I've been reading through the source code, and messing around with building up a program using the same type of structure (game code as reloadable module, jobification, etc), but I'm stuck on how to actually build that type of thing in CMake (which I gather this app uses).

Is there any portion of a CMake file/files you'd be willing to share, showing how you build the modules and libraries? I haven't gotten CMake to even properly build all the libraries (Tracy seems weird and finicky with C programs?), and am curious how you structure the build, particularly with modules.

I know your particular setup includes asset building/packaging, but was hoping there might be a general code-only CMakeLists.txt that would demonstrate building the program...

Oh, hmm. I think that was an accident. I had only meant to scrub the assets and data. I added the CMakeLists.txt and freshened up the mirrored code while I was at it.

To answer your particular question, look for the DRIFT_MODULES variable in CMakeLists.txt. ("Drift" was the game's working name before I settled on Veridian Expanse, and "modules" because I originally thought I might have multiple modules I could load. So that's what's up with the funky name.)
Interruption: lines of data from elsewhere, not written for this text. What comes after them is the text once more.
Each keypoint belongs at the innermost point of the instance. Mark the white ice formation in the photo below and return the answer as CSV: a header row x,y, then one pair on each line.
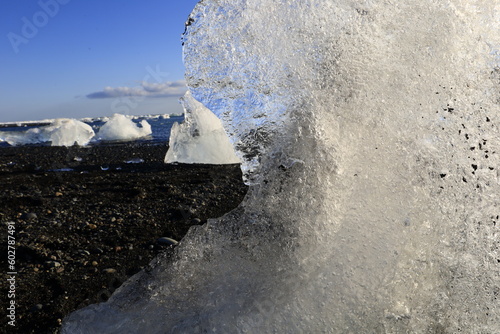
x,y
369,131
120,127
62,132
200,138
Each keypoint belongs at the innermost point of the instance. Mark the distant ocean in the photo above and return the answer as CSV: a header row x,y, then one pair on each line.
x,y
160,126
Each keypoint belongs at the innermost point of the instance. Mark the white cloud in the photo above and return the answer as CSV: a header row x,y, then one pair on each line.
x,y
146,89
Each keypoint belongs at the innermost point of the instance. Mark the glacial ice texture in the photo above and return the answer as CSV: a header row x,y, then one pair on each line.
x,y
200,138
62,132
120,127
369,132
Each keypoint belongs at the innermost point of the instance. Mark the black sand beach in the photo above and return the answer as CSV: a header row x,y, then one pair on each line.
x,y
87,218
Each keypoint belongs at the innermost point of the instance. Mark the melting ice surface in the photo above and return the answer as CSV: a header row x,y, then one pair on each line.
x,y
201,138
62,132
120,127
369,133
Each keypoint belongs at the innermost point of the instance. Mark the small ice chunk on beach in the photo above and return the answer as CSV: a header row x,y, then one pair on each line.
x,y
62,132
120,127
67,132
201,138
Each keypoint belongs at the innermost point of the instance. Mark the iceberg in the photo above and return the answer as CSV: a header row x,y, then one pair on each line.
x,y
62,132
201,138
120,127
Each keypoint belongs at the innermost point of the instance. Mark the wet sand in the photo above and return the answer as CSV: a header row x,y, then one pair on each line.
x,y
87,218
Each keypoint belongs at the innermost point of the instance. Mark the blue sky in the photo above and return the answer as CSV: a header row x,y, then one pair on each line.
x,y
87,58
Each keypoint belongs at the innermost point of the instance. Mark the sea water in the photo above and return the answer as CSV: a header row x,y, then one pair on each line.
x,y
368,131
32,132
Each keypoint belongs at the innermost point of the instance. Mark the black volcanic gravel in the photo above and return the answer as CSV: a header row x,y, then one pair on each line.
x,y
86,220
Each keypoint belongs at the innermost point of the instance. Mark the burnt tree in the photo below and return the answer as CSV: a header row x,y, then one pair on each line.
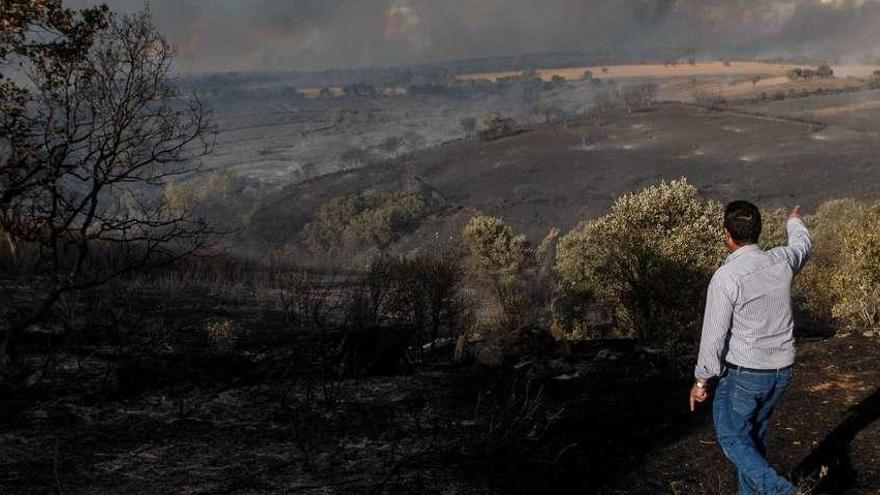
x,y
91,130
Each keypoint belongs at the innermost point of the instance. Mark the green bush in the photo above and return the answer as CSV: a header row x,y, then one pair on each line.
x,y
364,221
495,248
649,261
856,283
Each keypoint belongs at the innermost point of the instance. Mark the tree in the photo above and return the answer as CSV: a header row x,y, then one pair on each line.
x,y
468,125
391,145
546,108
601,107
649,260
495,127
874,81
824,71
638,96
91,130
709,101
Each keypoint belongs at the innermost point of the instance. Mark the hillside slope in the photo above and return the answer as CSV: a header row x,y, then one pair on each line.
x,y
545,177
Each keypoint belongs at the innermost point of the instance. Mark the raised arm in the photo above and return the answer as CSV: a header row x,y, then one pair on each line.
x,y
800,244
716,327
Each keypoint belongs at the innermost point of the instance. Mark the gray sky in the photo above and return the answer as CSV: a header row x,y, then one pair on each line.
x,y
222,35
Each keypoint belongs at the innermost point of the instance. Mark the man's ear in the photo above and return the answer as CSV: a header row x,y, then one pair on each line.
x,y
728,239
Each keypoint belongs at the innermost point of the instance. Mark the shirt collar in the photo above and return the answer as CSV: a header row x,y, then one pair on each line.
x,y
741,251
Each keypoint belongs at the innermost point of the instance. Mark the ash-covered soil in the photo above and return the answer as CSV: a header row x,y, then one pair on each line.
x,y
546,177
607,417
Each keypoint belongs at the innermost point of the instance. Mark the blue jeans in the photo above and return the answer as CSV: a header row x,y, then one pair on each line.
x,y
743,404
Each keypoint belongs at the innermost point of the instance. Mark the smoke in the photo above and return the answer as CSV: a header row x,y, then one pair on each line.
x,y
311,34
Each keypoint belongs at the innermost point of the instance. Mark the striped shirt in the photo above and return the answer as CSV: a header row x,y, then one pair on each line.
x,y
748,320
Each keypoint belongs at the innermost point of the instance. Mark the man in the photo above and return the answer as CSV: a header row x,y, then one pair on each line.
x,y
748,341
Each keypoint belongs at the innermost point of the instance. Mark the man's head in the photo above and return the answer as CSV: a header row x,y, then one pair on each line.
x,y
742,224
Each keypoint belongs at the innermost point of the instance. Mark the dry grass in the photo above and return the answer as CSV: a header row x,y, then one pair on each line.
x,y
701,69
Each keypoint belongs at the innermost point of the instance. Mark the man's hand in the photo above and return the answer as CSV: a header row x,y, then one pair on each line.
x,y
699,394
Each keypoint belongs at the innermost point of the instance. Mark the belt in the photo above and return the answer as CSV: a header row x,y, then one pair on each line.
x,y
752,370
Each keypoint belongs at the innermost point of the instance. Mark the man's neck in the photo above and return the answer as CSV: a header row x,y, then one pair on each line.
x,y
736,247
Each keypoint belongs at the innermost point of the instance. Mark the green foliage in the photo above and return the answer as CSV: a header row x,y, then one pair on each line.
x,y
495,249
774,231
495,127
856,283
649,260
363,221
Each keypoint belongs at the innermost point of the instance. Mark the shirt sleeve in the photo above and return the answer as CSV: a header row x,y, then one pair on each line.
x,y
716,327
800,245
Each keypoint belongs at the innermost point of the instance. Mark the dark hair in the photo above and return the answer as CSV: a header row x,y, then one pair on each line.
x,y
743,220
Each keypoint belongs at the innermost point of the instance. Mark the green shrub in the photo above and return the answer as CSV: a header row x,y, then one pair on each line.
x,y
856,283
837,287
649,261
364,221
495,249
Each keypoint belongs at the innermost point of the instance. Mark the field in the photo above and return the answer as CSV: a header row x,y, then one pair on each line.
x,y
242,372
659,71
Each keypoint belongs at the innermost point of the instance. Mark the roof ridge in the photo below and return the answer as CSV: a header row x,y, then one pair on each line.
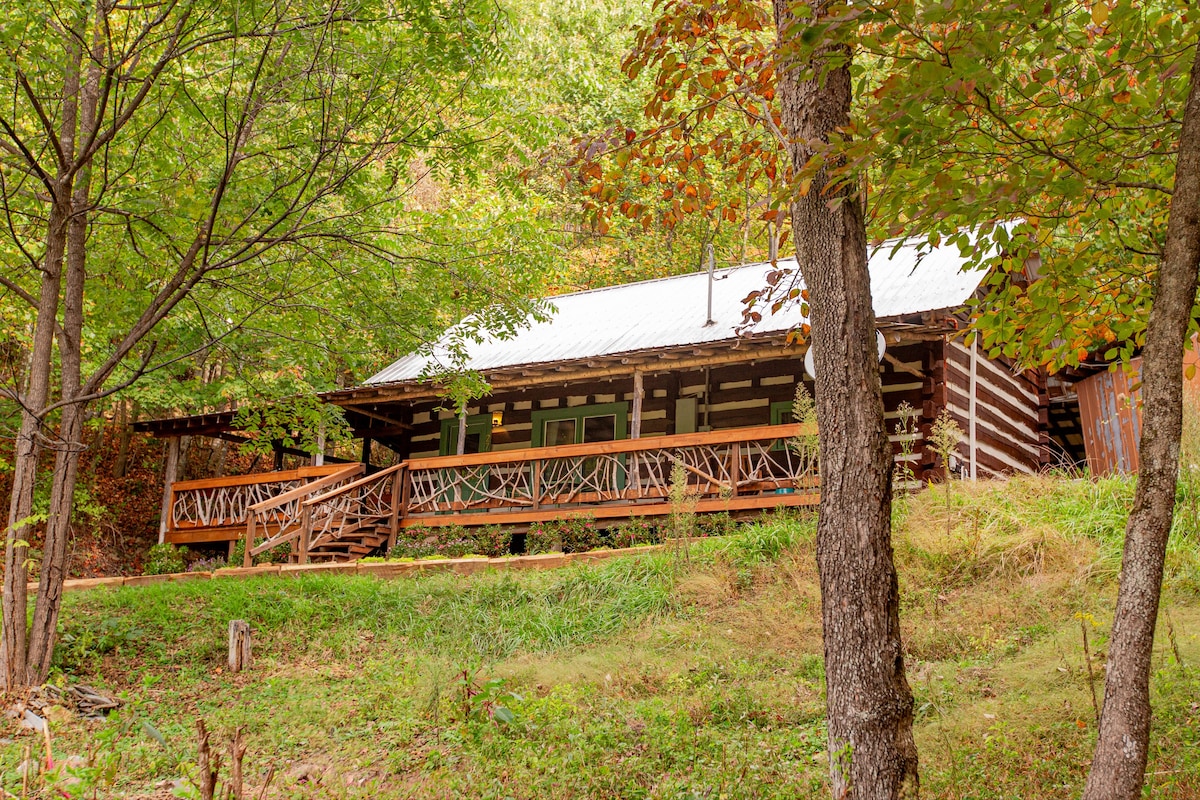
x,y
726,270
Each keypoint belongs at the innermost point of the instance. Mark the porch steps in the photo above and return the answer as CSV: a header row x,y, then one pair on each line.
x,y
351,547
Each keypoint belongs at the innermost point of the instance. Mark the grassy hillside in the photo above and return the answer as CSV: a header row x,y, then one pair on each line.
x,y
672,675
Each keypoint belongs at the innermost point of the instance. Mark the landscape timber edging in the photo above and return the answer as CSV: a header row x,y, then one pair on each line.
x,y
377,569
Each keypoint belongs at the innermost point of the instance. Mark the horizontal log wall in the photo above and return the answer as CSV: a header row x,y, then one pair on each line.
x,y
739,396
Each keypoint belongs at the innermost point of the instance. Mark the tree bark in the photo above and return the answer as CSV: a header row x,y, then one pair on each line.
x,y
1119,765
13,638
869,703
70,438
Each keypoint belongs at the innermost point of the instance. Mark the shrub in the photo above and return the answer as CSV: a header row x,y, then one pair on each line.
x,y
207,564
491,541
715,524
544,537
163,559
580,535
634,531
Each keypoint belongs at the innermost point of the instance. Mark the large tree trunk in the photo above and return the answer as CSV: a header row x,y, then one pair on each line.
x,y
13,644
1119,765
70,439
873,753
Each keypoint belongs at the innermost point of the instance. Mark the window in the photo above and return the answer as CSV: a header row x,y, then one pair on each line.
x,y
479,435
781,413
582,423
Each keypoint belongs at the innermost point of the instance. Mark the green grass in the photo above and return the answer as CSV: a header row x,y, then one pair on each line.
x,y
663,675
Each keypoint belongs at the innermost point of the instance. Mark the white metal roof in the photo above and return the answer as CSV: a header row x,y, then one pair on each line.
x,y
671,312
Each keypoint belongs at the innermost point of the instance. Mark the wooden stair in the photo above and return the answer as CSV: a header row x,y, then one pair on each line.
x,y
352,546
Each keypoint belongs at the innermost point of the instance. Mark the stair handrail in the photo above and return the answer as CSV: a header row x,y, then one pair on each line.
x,y
349,487
298,493
309,488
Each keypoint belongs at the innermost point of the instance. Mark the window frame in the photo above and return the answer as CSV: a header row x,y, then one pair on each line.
x,y
778,409
619,410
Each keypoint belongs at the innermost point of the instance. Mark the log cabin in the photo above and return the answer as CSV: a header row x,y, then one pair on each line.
x,y
593,407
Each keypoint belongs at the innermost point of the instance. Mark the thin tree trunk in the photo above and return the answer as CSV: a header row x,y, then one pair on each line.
x,y
1119,765
70,336
70,439
869,703
123,445
25,452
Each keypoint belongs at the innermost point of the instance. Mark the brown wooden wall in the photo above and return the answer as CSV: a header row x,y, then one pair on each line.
x,y
1011,414
738,396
Basically I split the game into a few separate pieces:

  • The executable is just main.c, the entry point. It parses a few CLI flags and then jumps into drift-core.
  • The drift-core library is all the code that won't or can't be reloaded. (some utils, data structures, the rendering backends, etc)
  • The drift-game library is the reloadable code. The game loop, logic, drawing, and my crude editing tools I've built.
  • drift-nuklear only exists to work around some warnings, and I didn't know about per-file compile flags at the time. Ignore it...

Originally I just wanted to have the executable and the library with the reloadable code (drift-game), but I couldn't remember the limitations around having a loaded library link against the executable that loaded it. IIRC the rules differ by OS, and managing that would be a pain. So I figured the easy solution was to just split everything else except main() into drift-core. It's just a few duplicate lines in the build script, and hotloading is a debug feature anyway. When building for release, I build static libraries instead and link them all together normally to make a single executable.
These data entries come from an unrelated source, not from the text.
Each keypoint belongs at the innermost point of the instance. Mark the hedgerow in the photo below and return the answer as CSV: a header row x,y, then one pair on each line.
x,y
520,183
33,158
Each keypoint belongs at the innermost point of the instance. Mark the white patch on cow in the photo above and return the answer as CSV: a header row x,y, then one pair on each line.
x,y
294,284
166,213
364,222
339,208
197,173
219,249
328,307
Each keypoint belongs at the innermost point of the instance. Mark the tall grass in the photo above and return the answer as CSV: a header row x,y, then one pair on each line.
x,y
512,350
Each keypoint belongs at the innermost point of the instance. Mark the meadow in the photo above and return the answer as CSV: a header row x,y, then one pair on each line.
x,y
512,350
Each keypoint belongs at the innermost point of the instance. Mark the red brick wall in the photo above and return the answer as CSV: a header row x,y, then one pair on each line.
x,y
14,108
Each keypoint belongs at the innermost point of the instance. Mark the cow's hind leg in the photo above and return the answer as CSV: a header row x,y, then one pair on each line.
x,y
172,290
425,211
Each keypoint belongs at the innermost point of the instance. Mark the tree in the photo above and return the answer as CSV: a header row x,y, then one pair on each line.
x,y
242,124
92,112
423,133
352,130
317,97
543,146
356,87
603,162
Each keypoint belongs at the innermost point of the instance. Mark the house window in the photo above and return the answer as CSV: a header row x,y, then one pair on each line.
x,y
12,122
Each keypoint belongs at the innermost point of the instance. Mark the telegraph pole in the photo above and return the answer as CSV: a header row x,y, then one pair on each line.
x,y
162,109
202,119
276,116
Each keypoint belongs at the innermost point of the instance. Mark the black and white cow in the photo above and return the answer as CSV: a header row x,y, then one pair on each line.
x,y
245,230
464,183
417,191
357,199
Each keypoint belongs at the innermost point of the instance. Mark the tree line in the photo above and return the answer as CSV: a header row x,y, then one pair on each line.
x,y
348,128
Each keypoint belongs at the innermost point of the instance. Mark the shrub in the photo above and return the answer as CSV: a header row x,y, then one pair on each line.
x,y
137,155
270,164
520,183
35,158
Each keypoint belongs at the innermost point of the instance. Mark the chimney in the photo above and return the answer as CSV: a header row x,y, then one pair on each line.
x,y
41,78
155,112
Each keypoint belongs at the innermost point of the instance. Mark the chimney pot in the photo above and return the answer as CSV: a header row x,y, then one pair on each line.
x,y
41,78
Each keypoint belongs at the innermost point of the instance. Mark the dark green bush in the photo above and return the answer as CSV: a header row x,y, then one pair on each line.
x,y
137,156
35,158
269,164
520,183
A code only build script isn't really possible, and it wouldn't run without the assets anyway. I don't mind sharing the code, but I don't have time to maintain it as a resource. At least not until the game is done anyway. Did you see the blog post I wrote about hotloading? Its structure is much simpler since it's not using a job system. The code is here.

I had read through the blog post, and messed around with that structure, but it wasn't getting me all the way built, with additional libraries and defines and such. This is fantastic, thanks!